Saturday, April 13, 2013

"Building an Identity: Book Release of The Indo-Portuguese House" - THE GOAN: Kalaa (Goa - 13 April 2013)



Aptly, the lecture drew a full house. On 30 March, 2013, those that came to hear architect Gerard da Cunha speak at Kala Academy, Panjim, found themselves in a gallery featuring paintings of colonial era architecture by Japanese artist Akeru Barros Pereira. The occasion was the release of the book The Indo-Portuguese House on which the architect and the painter collaborated.

In his talk, da Cunha sought to contextualize the book’s architectural focus within the history of Goa’s encounter with the world. Yet, the architect began with a reference to how “an arrow shot into the seas by Lord Parashuram had given rise to the land in which Goa” finds location. In employing the story of the Sanskritic figure, perhaps da Cunha’s purpose was to imbue Goa’s oceanic geography with the Indic connection of his book’s title.
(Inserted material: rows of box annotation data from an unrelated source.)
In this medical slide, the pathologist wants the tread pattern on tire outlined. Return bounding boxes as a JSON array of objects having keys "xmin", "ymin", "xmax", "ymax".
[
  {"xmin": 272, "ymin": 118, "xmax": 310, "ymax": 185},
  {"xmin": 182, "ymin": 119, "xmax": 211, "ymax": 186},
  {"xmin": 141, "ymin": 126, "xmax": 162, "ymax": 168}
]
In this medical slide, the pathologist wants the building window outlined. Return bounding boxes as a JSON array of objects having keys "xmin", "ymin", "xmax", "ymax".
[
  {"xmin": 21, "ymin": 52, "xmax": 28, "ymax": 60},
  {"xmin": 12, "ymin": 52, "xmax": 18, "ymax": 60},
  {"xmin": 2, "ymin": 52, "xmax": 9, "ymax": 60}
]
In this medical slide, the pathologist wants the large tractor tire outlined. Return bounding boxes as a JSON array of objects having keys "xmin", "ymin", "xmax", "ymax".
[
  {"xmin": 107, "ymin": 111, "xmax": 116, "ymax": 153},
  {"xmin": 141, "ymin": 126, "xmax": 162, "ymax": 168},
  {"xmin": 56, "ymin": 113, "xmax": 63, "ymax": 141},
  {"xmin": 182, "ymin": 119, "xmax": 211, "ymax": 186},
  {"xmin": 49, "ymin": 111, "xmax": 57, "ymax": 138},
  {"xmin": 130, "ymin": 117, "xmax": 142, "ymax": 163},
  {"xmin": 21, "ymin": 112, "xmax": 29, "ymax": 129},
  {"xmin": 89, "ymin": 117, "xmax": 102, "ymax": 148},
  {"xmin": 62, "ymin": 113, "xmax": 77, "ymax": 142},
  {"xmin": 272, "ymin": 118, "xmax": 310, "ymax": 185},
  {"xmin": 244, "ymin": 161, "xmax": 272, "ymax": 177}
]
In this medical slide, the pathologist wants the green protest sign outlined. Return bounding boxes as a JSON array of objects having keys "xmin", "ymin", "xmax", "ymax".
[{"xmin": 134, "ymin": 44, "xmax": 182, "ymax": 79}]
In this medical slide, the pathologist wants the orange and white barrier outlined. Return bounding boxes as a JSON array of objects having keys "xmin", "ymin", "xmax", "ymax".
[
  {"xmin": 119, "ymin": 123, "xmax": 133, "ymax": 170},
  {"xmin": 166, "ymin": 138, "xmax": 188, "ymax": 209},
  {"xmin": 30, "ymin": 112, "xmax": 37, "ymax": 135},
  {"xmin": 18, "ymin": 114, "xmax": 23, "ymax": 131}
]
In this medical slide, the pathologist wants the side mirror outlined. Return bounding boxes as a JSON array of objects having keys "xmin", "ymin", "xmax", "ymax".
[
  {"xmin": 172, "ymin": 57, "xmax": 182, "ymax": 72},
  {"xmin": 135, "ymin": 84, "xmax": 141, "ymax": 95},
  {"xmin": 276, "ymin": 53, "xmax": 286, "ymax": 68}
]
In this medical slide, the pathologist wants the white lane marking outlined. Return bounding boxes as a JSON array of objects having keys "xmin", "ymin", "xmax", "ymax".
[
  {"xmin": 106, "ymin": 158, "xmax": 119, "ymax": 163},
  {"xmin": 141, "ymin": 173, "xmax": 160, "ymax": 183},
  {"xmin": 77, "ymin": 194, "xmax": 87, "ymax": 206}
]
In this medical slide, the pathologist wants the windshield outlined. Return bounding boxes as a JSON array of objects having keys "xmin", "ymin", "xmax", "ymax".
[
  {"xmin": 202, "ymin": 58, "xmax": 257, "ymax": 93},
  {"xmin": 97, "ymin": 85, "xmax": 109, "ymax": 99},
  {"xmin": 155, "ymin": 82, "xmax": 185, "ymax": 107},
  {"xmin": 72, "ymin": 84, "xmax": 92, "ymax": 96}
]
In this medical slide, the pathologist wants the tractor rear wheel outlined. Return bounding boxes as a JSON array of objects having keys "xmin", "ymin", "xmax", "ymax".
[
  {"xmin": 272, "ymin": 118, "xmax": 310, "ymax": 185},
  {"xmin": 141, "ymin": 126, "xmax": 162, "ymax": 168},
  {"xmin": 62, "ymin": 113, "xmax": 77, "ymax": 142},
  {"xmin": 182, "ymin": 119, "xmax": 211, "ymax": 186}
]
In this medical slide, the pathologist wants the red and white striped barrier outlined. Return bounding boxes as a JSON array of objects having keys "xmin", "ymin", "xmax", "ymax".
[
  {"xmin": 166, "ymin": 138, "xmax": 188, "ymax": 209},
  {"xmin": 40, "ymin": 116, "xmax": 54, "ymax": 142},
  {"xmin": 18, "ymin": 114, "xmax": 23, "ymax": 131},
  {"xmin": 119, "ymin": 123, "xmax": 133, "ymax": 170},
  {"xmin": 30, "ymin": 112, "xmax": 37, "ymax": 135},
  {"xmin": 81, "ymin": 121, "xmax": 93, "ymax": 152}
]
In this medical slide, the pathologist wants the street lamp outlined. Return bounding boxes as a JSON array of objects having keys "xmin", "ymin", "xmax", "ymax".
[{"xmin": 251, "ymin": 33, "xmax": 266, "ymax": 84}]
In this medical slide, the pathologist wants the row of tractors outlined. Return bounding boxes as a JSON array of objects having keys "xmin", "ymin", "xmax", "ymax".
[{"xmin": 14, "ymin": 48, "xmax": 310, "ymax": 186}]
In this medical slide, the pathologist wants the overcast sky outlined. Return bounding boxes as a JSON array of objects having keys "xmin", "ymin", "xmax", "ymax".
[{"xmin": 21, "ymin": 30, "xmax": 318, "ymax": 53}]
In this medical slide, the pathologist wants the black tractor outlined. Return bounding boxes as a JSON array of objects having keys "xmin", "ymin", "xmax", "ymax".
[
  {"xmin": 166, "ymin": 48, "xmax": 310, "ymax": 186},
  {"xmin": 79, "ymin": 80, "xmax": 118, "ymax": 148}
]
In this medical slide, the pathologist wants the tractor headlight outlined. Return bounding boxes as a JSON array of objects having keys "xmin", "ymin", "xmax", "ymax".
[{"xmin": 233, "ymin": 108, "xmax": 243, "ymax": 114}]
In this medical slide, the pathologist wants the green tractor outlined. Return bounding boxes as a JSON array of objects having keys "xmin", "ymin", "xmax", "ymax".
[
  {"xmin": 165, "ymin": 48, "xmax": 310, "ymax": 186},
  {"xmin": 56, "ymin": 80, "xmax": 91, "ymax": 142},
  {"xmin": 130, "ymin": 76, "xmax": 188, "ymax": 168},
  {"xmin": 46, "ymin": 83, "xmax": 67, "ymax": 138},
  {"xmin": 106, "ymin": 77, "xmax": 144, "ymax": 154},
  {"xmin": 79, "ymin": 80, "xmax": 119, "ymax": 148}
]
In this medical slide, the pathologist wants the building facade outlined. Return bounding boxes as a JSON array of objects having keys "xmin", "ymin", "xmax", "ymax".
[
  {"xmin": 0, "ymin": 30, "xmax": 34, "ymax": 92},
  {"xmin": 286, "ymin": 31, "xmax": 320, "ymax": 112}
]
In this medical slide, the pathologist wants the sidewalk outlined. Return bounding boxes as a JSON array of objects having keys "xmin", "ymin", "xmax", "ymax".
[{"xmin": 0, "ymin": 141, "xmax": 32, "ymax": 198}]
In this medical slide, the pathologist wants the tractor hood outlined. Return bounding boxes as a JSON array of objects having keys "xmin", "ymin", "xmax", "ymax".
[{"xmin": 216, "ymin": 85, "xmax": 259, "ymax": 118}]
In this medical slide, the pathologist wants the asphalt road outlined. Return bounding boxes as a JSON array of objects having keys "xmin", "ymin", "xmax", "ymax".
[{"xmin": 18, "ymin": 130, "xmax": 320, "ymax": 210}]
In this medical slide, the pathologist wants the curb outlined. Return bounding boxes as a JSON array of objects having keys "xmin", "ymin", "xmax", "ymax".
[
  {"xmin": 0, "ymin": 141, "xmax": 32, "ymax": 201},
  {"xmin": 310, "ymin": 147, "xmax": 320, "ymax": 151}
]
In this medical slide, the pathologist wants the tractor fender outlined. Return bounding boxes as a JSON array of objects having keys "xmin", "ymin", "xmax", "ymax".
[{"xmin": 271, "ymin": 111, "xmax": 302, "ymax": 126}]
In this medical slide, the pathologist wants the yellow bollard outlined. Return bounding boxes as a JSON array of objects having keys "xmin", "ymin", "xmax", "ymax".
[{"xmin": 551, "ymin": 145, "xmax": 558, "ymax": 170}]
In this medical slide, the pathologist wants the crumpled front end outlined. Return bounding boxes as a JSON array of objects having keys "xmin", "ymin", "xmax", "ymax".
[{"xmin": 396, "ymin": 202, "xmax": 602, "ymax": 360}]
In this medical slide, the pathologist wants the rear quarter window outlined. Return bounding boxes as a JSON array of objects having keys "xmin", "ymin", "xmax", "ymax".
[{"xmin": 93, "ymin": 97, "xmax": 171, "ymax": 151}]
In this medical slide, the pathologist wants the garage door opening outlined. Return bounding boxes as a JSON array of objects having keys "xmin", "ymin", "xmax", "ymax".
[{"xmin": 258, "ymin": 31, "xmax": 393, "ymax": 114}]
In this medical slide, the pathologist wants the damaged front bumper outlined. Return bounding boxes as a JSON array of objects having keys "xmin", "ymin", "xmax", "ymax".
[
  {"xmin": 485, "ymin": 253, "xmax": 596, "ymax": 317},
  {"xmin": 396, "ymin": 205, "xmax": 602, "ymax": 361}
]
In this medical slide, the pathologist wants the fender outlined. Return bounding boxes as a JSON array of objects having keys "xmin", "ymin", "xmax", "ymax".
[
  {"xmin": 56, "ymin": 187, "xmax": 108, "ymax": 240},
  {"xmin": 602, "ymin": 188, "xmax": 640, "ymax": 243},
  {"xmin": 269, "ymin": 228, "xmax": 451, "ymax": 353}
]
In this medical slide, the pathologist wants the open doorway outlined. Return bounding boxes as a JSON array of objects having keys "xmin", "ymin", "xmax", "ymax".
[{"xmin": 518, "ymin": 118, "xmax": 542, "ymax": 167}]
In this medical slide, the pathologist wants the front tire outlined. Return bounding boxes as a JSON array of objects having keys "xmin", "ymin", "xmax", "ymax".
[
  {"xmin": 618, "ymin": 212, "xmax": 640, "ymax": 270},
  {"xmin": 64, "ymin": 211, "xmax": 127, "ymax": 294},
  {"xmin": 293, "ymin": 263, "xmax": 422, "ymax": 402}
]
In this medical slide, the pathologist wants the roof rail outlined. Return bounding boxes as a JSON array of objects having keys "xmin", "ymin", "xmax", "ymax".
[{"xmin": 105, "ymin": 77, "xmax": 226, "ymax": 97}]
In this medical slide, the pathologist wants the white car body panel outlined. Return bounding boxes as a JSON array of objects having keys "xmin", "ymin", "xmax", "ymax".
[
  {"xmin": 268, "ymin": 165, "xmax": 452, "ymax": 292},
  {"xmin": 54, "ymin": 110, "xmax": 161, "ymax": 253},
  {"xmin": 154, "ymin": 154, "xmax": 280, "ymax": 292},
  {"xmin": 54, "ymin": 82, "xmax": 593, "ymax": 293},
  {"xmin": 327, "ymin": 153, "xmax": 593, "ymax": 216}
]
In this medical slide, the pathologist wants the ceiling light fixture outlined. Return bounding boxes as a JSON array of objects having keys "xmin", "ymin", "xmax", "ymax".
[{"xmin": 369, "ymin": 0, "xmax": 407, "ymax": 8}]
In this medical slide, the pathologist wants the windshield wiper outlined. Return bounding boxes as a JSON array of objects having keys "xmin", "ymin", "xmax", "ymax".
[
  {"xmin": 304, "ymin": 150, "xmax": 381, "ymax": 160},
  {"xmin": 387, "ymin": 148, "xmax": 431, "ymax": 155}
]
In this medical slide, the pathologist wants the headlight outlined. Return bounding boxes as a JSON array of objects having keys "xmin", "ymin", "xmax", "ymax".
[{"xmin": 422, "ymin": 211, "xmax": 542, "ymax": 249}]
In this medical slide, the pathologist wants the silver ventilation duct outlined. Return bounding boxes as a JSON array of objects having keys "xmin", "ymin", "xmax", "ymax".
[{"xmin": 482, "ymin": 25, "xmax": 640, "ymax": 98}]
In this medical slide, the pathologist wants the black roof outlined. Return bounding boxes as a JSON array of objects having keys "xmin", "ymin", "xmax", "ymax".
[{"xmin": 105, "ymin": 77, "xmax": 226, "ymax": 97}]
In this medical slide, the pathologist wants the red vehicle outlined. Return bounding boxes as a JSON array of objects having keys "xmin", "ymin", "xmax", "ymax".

This overshadows the ordinary and more palpable ways in which the author does situate Goa in relation to the Konkan and Malabar coasts. For example, da Cunha mentioned the agricultural practices that relied on local ingenuity to manage irrigation through “the use of sluice gates.” Just as this would have been an expected feature along the coast, the author also illustrated how “internal courtyards were common” to the construction of pre-colonial houses in Goa, as is true of Tharavad-style homes in Kerala, for example. In both regions, large domiciles served joint families and the courtyards were communal spaces that provided privacy within the dwelling itself.

 
da Cunha theorized that with conversion to Catholicism in the Portuguese era, “women were allowed more visibility,” rendering internal courtyards obsolete. An interesting way of considering how social changes affected architecture. Nonetheless, conversion was not all-encompassing nor did it affect all levels of the socioeconomic strata equally, a theme that seems absent from the book due to its concentration on grandiose heritage homes. By the writer’s own evidence, the internal courtyards resurfaced because they were “conducive to cross-ventilation,” a decided climatic necessity. To this end, the architect’s identification of the use of taller windows and “escape vents for hot air,” more readily show how design evolved with time.

Even as da Cunha maintained that it was Portuguese colonialism that gave rise to the uniqueness of Goa’s architecture, in developing his historiography of Goa he allowed for other cultural interactions. He spoke of how the Chinese had pre-dated the arrival of Europeans to Goa by nearly a century and how travel between Lusitan colonies, in later times, expanded Goan tastes as seen in the eclecticism of furnishings and decor. For instance, a home-owner with an African connection might demonstrate this “by having a zebra worked into a tile mosaic.” East Asia, too, could be seen in the patterns of china imported from abroad. Homes of the past, then, must be viewed as a composite of the multiple influences which make them unusual, for the houses da Cunha and Barros Pereira’s book chronicle are part of a Goan legacy that connects it to a history of many strains, several of which are obscured here.